In school we learned how Europe was freed of the Hitler dictatorship by the American and British armies. It was only in later life I learned the role the Soviet Army played in defeating Nazi Germany. 

I know the sacrifice the Soviet people made in World War II and the gigantic battle that was waged in Stalingrad under the genius commander, Georgy Zhukov. I’ve been to Treptower Park and seen for myself a glimpse of what Mother Russia paid in defeating Germany.

While teaching German in the then Sligo RTC, now Sligo Institute of Technology, I organised a trip of students and lecturers to Moscow and the then Leningrad.

And now this terrible war. I know of the relationship between Russia and Ukraine and the long history the two nations have had. But your Excellency, Mr Ambassador I cannot for one moment make sense of what Russia is now doing. 

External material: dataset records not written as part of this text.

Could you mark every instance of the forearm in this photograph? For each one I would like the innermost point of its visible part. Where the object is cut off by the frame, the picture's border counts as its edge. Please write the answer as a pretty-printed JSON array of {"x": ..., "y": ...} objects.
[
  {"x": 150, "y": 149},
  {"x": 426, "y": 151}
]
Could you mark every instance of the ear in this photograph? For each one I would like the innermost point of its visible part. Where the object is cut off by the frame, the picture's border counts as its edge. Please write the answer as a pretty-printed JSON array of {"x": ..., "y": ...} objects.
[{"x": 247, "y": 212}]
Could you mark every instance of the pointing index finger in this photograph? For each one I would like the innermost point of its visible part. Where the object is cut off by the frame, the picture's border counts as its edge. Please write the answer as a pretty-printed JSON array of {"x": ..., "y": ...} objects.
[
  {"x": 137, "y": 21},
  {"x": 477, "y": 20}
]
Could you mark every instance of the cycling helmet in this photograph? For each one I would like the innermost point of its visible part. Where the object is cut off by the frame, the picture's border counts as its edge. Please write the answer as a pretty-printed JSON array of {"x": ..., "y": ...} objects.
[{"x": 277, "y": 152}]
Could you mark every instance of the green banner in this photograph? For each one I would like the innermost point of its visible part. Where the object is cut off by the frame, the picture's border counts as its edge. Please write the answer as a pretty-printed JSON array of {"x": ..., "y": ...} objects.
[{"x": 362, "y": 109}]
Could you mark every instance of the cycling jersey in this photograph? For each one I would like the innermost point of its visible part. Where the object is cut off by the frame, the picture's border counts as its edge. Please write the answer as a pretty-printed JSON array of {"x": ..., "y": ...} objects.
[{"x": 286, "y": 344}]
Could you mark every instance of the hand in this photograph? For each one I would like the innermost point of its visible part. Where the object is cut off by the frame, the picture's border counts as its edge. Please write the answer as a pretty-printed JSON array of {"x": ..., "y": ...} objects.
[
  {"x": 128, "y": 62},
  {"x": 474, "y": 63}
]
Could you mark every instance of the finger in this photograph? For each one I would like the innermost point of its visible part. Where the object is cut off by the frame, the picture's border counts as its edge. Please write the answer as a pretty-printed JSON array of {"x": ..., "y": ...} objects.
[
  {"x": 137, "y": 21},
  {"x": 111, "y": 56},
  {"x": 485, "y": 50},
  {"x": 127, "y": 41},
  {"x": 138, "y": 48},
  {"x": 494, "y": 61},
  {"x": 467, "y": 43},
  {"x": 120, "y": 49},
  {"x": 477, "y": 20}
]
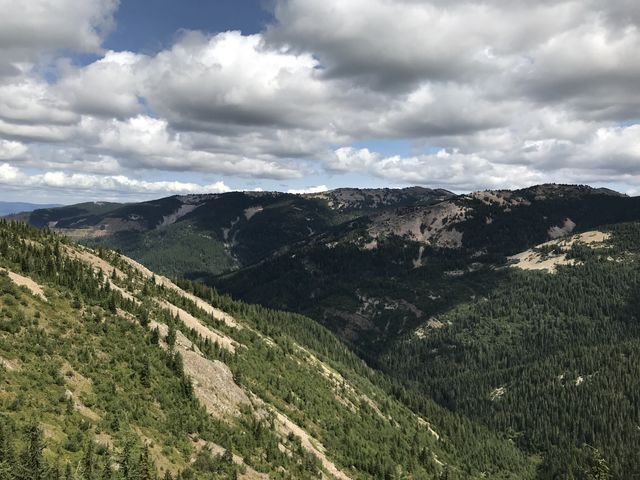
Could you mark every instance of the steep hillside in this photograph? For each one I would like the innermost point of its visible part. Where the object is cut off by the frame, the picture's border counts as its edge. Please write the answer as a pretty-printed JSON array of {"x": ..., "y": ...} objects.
[
  {"x": 109, "y": 370},
  {"x": 549, "y": 355},
  {"x": 198, "y": 235}
]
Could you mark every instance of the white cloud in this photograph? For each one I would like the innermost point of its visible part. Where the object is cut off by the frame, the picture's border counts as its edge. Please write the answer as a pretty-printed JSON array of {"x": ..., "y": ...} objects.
[
  {"x": 35, "y": 27},
  {"x": 11, "y": 150},
  {"x": 302, "y": 191},
  {"x": 100, "y": 184},
  {"x": 497, "y": 93}
]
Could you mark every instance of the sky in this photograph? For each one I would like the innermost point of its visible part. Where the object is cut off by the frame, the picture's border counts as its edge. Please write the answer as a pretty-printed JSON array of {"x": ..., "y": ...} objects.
[{"x": 137, "y": 99}]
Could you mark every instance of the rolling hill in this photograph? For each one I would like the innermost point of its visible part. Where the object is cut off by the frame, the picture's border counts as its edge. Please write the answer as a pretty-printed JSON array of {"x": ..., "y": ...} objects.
[
  {"x": 517, "y": 309},
  {"x": 111, "y": 371}
]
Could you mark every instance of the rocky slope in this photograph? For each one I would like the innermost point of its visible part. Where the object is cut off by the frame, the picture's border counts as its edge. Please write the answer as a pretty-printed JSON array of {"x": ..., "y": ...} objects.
[{"x": 141, "y": 375}]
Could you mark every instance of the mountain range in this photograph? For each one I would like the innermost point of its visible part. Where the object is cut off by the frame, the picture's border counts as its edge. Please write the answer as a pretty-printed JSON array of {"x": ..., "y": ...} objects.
[{"x": 515, "y": 311}]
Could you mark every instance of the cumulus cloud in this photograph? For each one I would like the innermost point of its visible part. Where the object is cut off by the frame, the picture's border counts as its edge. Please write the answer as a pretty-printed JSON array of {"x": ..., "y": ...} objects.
[
  {"x": 485, "y": 93},
  {"x": 302, "y": 191},
  {"x": 31, "y": 29},
  {"x": 12, "y": 176}
]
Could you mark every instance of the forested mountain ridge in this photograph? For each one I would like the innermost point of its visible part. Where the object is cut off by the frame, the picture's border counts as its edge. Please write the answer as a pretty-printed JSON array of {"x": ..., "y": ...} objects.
[
  {"x": 427, "y": 292},
  {"x": 109, "y": 371}
]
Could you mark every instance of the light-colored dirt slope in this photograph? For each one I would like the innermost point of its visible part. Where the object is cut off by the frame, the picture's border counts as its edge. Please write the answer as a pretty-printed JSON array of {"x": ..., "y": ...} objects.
[
  {"x": 193, "y": 323},
  {"x": 160, "y": 280},
  {"x": 26, "y": 282},
  {"x": 212, "y": 380},
  {"x": 533, "y": 259}
]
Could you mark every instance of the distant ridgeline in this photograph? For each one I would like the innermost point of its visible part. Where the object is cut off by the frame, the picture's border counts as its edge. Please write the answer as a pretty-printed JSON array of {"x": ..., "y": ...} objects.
[
  {"x": 111, "y": 372},
  {"x": 516, "y": 309}
]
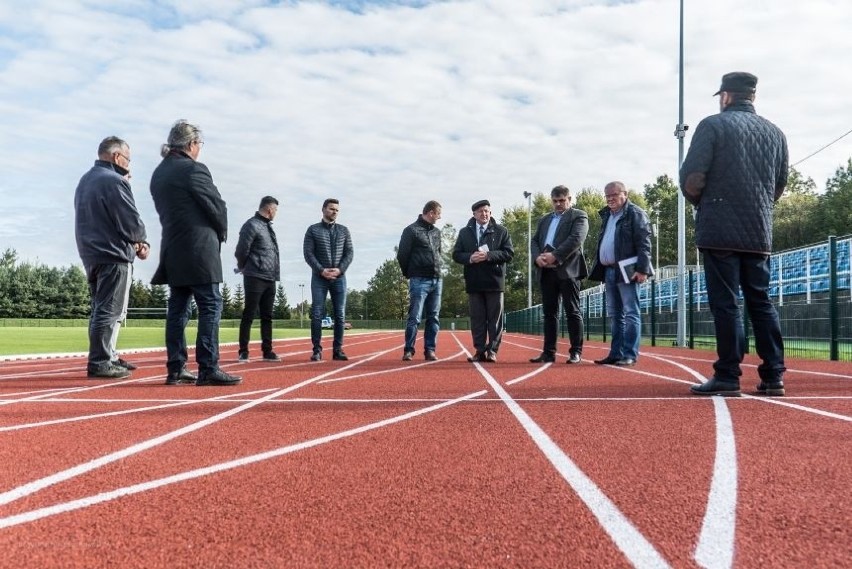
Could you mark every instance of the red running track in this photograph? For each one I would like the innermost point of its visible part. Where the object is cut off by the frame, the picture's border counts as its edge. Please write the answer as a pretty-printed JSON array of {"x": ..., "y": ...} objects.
[{"x": 377, "y": 462}]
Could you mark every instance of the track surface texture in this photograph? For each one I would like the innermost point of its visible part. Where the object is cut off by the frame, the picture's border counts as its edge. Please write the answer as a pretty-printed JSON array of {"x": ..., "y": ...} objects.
[{"x": 376, "y": 462}]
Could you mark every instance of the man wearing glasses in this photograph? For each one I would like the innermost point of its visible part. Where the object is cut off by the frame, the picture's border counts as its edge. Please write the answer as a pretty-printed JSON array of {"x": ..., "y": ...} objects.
[
  {"x": 195, "y": 224},
  {"x": 557, "y": 249},
  {"x": 625, "y": 235},
  {"x": 110, "y": 234}
]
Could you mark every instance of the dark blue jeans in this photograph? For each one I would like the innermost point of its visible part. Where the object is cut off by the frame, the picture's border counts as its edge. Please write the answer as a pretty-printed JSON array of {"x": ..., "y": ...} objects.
[
  {"x": 260, "y": 294},
  {"x": 725, "y": 273},
  {"x": 424, "y": 302},
  {"x": 320, "y": 289},
  {"x": 108, "y": 285},
  {"x": 208, "y": 299}
]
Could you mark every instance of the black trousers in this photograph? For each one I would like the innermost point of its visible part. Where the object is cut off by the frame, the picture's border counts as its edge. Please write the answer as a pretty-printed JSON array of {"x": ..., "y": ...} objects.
[
  {"x": 552, "y": 289},
  {"x": 260, "y": 294},
  {"x": 486, "y": 320}
]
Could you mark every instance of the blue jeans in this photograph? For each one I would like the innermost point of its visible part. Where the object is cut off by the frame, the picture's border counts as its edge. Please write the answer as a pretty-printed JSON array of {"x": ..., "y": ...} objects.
[
  {"x": 208, "y": 299},
  {"x": 320, "y": 289},
  {"x": 726, "y": 272},
  {"x": 109, "y": 286},
  {"x": 622, "y": 307},
  {"x": 425, "y": 302}
]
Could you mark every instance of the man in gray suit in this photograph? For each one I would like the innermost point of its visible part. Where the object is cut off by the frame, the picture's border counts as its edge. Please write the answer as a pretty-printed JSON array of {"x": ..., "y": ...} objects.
[{"x": 557, "y": 248}]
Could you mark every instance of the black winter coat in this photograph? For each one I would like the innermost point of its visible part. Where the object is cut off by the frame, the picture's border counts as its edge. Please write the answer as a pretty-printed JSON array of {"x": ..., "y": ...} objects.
[
  {"x": 734, "y": 172},
  {"x": 419, "y": 252},
  {"x": 490, "y": 275},
  {"x": 194, "y": 219},
  {"x": 257, "y": 250}
]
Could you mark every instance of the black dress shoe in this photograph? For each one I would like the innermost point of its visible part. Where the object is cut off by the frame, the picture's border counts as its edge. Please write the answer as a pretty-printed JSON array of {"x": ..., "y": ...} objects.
[
  {"x": 771, "y": 388},
  {"x": 217, "y": 377},
  {"x": 180, "y": 377},
  {"x": 715, "y": 386},
  {"x": 543, "y": 358}
]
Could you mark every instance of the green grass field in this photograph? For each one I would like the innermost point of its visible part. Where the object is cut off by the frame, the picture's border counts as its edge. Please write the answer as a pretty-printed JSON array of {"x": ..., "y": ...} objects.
[{"x": 51, "y": 340}]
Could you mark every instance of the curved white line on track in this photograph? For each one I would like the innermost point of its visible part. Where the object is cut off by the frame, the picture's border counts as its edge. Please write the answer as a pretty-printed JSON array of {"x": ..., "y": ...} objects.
[
  {"x": 42, "y": 483},
  {"x": 715, "y": 549},
  {"x": 48, "y": 511},
  {"x": 638, "y": 550}
]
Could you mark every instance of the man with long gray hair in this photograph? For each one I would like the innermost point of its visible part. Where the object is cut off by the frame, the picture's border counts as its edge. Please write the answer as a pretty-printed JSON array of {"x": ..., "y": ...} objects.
[
  {"x": 195, "y": 224},
  {"x": 110, "y": 234}
]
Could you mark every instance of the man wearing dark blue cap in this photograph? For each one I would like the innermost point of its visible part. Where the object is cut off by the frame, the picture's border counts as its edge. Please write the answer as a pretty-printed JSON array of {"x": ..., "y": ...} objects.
[
  {"x": 734, "y": 172},
  {"x": 484, "y": 247}
]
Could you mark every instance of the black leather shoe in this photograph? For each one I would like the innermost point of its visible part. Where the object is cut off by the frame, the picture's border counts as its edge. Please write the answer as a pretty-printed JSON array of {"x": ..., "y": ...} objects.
[
  {"x": 543, "y": 358},
  {"x": 714, "y": 386},
  {"x": 771, "y": 388},
  {"x": 218, "y": 377},
  {"x": 180, "y": 377}
]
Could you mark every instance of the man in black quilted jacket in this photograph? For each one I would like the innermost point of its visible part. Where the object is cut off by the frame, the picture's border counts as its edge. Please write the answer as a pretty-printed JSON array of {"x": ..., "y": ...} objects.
[
  {"x": 259, "y": 262},
  {"x": 734, "y": 172}
]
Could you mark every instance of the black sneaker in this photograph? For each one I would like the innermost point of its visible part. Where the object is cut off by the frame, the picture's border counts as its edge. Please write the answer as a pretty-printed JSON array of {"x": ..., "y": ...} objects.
[
  {"x": 109, "y": 371},
  {"x": 218, "y": 377},
  {"x": 125, "y": 364},
  {"x": 181, "y": 377}
]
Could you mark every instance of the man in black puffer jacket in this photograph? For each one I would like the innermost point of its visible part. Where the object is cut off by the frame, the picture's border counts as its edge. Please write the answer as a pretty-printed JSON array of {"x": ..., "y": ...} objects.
[
  {"x": 484, "y": 247},
  {"x": 258, "y": 260},
  {"x": 735, "y": 171}
]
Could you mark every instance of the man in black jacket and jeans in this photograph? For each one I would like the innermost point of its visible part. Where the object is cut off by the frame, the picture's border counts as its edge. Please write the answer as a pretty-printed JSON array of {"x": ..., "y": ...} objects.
[
  {"x": 484, "y": 247},
  {"x": 419, "y": 257},
  {"x": 734, "y": 172},
  {"x": 258, "y": 260}
]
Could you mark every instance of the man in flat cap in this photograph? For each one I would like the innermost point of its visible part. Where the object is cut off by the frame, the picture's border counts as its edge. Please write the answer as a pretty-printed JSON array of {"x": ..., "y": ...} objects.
[
  {"x": 484, "y": 247},
  {"x": 734, "y": 172},
  {"x": 557, "y": 249}
]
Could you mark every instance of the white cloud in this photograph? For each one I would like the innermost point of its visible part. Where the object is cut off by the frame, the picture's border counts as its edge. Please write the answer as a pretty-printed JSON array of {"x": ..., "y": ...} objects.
[{"x": 387, "y": 105}]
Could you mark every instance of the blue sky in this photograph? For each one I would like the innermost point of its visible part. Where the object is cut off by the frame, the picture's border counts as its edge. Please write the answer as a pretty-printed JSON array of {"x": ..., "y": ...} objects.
[{"x": 385, "y": 105}]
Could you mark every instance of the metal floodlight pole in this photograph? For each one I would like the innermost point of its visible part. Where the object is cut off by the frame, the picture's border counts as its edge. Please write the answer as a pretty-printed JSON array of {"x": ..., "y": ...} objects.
[
  {"x": 680, "y": 133},
  {"x": 528, "y": 195}
]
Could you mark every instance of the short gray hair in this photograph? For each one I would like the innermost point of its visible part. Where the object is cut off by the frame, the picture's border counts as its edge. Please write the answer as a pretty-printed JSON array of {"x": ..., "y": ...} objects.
[
  {"x": 181, "y": 136},
  {"x": 110, "y": 145}
]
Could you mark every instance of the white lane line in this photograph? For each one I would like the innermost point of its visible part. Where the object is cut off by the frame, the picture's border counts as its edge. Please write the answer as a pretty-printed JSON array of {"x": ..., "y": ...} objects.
[
  {"x": 638, "y": 550},
  {"x": 48, "y": 511},
  {"x": 715, "y": 549},
  {"x": 42, "y": 483}
]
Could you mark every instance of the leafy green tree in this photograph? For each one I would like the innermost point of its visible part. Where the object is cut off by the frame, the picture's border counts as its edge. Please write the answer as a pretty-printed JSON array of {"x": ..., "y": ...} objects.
[
  {"x": 387, "y": 293},
  {"x": 795, "y": 217}
]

What is this war about? Can there ever be justification for the killing of a human being? Mr Ambassador how would you react if your son or daughter were killed in Kherson or Mariupol? I recommend you read Natascha Wodin’s ‘Sie kam aus Mariupol’ - ‘She came from Mariupol’ (Rowohhlt Taschenbuch Verlag, 2019)

What would the great Russian writers think of this horror? And it is a shocking horror. At present I am reading Catherine Belton’s book ‘Putin’s People’. Have you read it and if so would you make a comment on it? One of the best books I have ever read is Vasily Grossman’s ‘Stalingrad’. I keep thinking of the irony that Grossman was a Ukrainian.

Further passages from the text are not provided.